Government accused on immigration

12 April 2012

Ministers have been accused of "deliberately deceiving" the British public over a secret plan to increase immigration.

Tory shadow home secretary Chris Grayling said ministers had waved through hundreds of thousands of new arrivals without proper checks.

The Government then engaged in a "cover-up" to hide revealing documents and broke information access laws, he claimed.

Mr Grayling launched his attack in an emergency Commons statement following claims that 337,000 visas had been fast-tracked. A national newspaper alleged officials had been encouraged to take risks by not carrying out full checks on applicants. It claimed the Home Office "illegally withheld" internal emails relating to the scandal.

But immigration minister Phil Woolas said the allegations had been fully investigated when they first emerged in 2004. And he said the Government had complied with the Information Commissioner's demand that the emails be released and published more than six months ago.

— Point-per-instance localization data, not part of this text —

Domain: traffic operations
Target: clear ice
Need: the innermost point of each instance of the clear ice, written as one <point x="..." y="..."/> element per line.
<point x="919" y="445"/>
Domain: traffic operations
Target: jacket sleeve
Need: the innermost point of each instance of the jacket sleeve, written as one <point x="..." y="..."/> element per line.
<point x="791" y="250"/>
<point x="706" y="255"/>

Former immigration minister Beverley Hughes, who resigned when details of the scandal first emerged, had "acted entirely honourably", Mr Woolas said. The correspondence from March 2003 appeared to suggest she knew of the policy and approved it. An email from a senior official read: "We are still in a situation where some risks have to be taken, and staff should feel that if they are encouraged to take risks they will be supported when something does go wrong."

A reply sent by Ms Hughes's office three days later said that the minister had "seen and noted" the submission. Mr Grayling told the Commons the story added further weight to claims by a former speechwriter, Andrew Neather, that Labour had tried to deliberately engineer mass migration.

He said: "More and more evidence is now emerging to suggest that the Government broke Freedom of Information laws and tried to cover up a deliberate change of policy designed to encourage much higher levels of immigration - very probably for party political purposes. It is now clear that this is a Government that has set out to deliberately deceive the British people and a Government that has proved utterly incapable of telling the truth about its policies on immigration."

As the row blew up in Parliament Home Secretary Alan Johnson called for a full debate on immigration. He said a discussion involving the "moderate majority" would help tackle the threat from the BNP. Mr Johnson said: "Let's not have a debate as if, on the one hand, there's an argument for an open door policy and on the other hand the argument is to close the door completely. No-one in mainstream politics is arguing for any of those alternatives."